Demand for forest products, especially wood, resulting from earlier deforestation, also creates market incentives to plant trees and more effectively manage forest resources. Due to forestry intensification, higher forest productivity saves remaining forests from exploitation pressures. Moreover, cultural responses to losses in forest area lead to government intervention to implement policies promoting reforestation.
A Kuznets curve analysis of the problem, where income leads to forest regrowth, has contradictory results, due to the complex interaction of income with many socioeconomic variables (e.g. democratisation, globalisation, etc.) The factors which drive deforestation also control the forest transition, promoting urbanisation, development, changing relative agricultural and urban prices, population density, demand for forest products, land tenure systems, and trade. Transitions involve a combination of socioeconomic feedbacks from forest decline and development.
Studies of forest transitions have been conducted for several nations as well as sub-national regions. Territories reported to have experienced forest transitions after the onset of industrialization include Bangladesh, China, Costa Rica, Cuba, Denmark, Canada, Dominican Republic, El Salvador, France, Greece, Gambia, Hungary, Ireland, Italy, Japan, Morocco, Norway, New Zealand, Portugal, Puerto Rico, Rwanda, Scotland, South Korea, Spain, Switzerland, the United States, the United Kingdom, and Vietnam. Furthermore, forest-transition dynamics have been documented for regions within Brazil, Ecuador, and Mexico.
The environmental effects of these forest transitions are very variable, depending on whether deforestation of old-growth forests continue, the proportions and types of tree plantations versus natural regeneration of forests, and the location and spatial configuration of the different types of forests. In southern Brazil, reforestation mainly occurred through tree plantations, replanting trees, increasing forest cover. And in Honduras, a transition to coffee growing led to abandonment of low-lying regions as coffee farmers moved to high-sloped highland regions.

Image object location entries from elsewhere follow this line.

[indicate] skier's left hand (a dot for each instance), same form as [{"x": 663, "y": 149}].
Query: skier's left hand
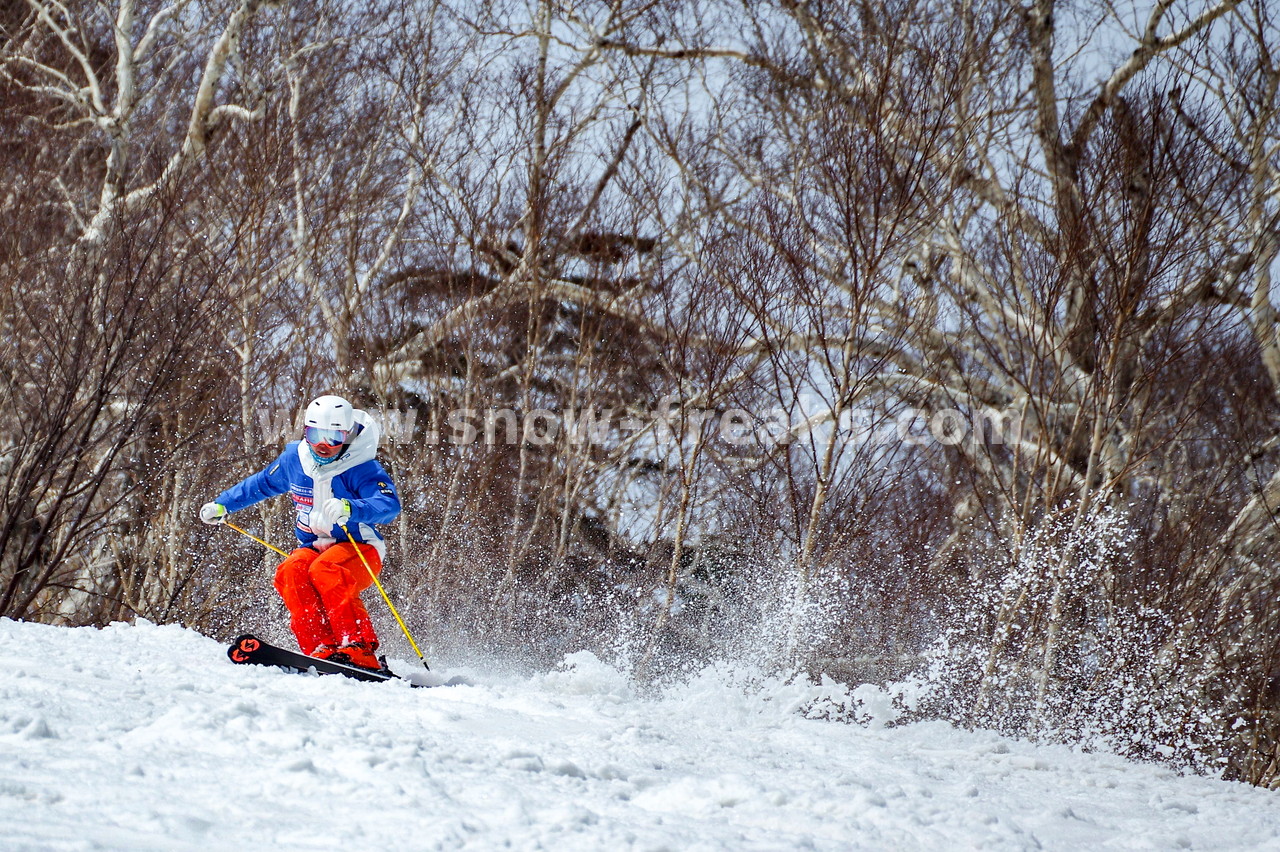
[{"x": 338, "y": 511}]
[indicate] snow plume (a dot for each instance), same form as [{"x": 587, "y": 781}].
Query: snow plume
[{"x": 1047, "y": 650}]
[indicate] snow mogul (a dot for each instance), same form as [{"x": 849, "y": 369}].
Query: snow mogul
[{"x": 334, "y": 480}]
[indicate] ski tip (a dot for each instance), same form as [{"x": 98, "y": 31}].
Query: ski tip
[{"x": 433, "y": 679}]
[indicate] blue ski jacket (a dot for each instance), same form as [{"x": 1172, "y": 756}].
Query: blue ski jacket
[{"x": 356, "y": 476}]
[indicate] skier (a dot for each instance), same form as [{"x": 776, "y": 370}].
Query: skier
[{"x": 337, "y": 485}]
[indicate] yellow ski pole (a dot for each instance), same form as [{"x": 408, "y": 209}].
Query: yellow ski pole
[
  {"x": 389, "y": 604},
  {"x": 265, "y": 544}
]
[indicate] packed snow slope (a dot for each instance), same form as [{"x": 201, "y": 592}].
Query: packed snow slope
[{"x": 149, "y": 738}]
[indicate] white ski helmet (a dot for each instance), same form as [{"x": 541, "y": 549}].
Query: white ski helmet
[
  {"x": 330, "y": 412},
  {"x": 327, "y": 427}
]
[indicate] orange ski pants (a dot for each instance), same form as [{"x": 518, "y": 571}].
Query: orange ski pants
[{"x": 323, "y": 590}]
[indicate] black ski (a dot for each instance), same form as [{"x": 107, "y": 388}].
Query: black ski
[{"x": 250, "y": 650}]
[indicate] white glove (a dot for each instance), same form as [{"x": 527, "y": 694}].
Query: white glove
[
  {"x": 213, "y": 513},
  {"x": 337, "y": 511}
]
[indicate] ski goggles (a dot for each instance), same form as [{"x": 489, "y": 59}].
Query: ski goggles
[{"x": 318, "y": 436}]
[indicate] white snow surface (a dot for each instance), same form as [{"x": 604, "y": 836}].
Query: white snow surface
[{"x": 147, "y": 737}]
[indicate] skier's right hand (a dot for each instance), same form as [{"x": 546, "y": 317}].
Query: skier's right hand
[{"x": 213, "y": 513}]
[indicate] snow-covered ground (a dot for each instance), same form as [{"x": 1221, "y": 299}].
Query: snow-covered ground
[{"x": 149, "y": 738}]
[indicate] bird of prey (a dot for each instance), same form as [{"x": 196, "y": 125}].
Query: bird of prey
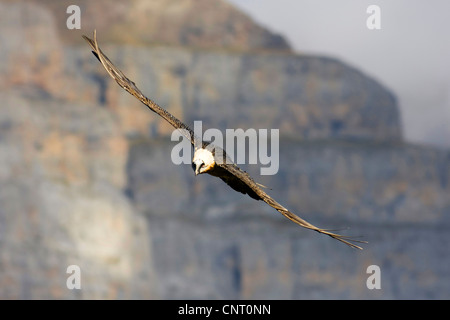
[{"x": 206, "y": 157}]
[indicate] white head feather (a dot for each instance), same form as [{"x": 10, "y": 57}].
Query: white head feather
[{"x": 203, "y": 161}]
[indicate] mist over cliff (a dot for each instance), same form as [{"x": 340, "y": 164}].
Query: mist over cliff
[{"x": 86, "y": 178}]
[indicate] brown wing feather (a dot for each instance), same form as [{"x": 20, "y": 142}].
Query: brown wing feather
[
  {"x": 242, "y": 182},
  {"x": 131, "y": 88},
  {"x": 230, "y": 173}
]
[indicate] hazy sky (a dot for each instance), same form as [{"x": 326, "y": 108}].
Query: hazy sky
[{"x": 410, "y": 54}]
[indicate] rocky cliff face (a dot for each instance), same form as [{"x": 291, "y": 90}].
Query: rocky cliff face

The findings of returning forests in these widespread studies raise questions about the prospects of a worldwide forest transition, particularly given ongoing processes of forest loss in many parts of the world. Optimistic predictions would have a return of some 70 million hectares of forest by 2050. Yet, there are significant concerns which would dampen this enthusiasm, with local governance issues and the more structural looming shortage of productive land as human populations continue to increase. So far as significant increases in agricultural productivity are possible in developing countries, current under-utilised land reserves may not require exploitation.
A study on forest transition theory reported that over 60 years (1960–2019), "the global forest area has declined by 81.7 million ha", and concluded higher income nations need to reduce imports of tropical forest-related products and help with theoretically forest-related socioeconomic development and international policies.